Experten: Heilpraktiker keine gleichwertige Alternative zu Ärzten
Die Politik dürfe nicht länger hinnehmen, dass sich Alternativmediziner nach einer kurzen, weitgehend unregulierten Ausbildung als staatlich anerkannte Heilpraktiker bezeichnen dürfen. Das erwecke bei Patienten den Eindruck, Heilpraktiker seien eine gleichwertige Alternative zu Ärzten, die ein langjähriges Studium absolviert hätten. Das könne gefährliche Folgen haben. Die Gruppe um die Medizinethikerin Bettina Schöne-Seifert beklagt, dass die Alternativ-Mediziner trotz fehlender wissenschaftlicher Beweise für die Wirksamkeit ihrer Methoden tätig würden. Die Expertengruppe greift in dem Memorandum als Negativbeispiel den Fall eines Heilpraktikers am Niederrhein auf. Der hatte im Sommer 2016 Patienten in einer alternativen Krebspraxis behandelt. Drei von ihnen starben später. Die Staatsanwaltschaft ermittelt wegen fahrlässiger Tötung und fahrlässiger Körperverletzung. Die Politik hatte daraufhin bereits angekündigt, die rechtlichen Grundlagen zu überprüfen.
Staatliche Erlaubnis nach erfolgreicher Prüfung reicht für Tätigkeit als Heilpraktiker aus
Heilpraktiker benötigen für ihre Arbeit eine staatliche Erlaubnis, die sie nach einer erfolgreichen Prüfung ohne ein Medizin-Studium erhalten. Patienten schätzen unter anderem den fehlenden Zeitdruck in deren Praxen. Die gesetzlichen Krankenkassen erstatten die Kosten der Behandlung allerdings nicht. Heilpraktiker dürfen keine rezeptpflichtigen Arzneien verschreiben oder herstellen. Das gleiche gilt für Betäubungsmittel. Sie dürfen auch nicht röntgen, den Tod feststellen oder in Fachbereichen wie der Zahnmedizin oder Geburtshilfe tätig werden.

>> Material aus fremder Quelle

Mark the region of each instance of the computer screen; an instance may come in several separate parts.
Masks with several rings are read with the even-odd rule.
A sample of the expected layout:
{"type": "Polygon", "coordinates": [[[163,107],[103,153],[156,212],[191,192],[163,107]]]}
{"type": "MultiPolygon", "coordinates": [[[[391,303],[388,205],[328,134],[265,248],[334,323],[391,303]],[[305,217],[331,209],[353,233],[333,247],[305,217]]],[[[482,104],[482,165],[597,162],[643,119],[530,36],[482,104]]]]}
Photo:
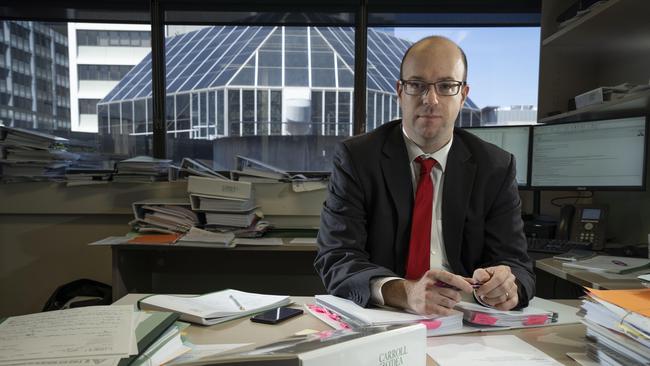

Experten für Einführung eines spezialisierten Fach-Heilpraktikers
Unterschrieben haben das Memorandum Experten aus verschiedenen Fachrichtungen, darunter Medizin-Ethiker, Juristen, Historiker, Pflegeexperten und ein Journalist. "Wir wollten den gegenwärtigen Irrsinn nicht länger hinnehmen", sagt Schöne-Seifert laut Mitteilung. Die Autoren erhoffen sich von ihren Vorschlägen, dass das Vertrauen in das deutsche Gesundheitswesen gestärkt und die Patientenversorgung verbessert wird. Das Label "staatlich anerkannt" solle nach einer Reform wieder ein Qualitätsmerkmal für Patienten sein. Sie fordern die Politik auf, das Heilpraktikerwesen "nicht nur kosmetisch, sondern grundlegend zu reformieren“. Dabei solle der Heilpraktikerberuf durch die Einführung eines spezialisierten Fach-Heilpraktikers abgelöst werden. Die Experten schlagen dazu vor, Mitarbeiter der bestehenden Gesundheitsfachberufe wie Alten- und Krankenpfleger zusätzlich zu qualifizieren.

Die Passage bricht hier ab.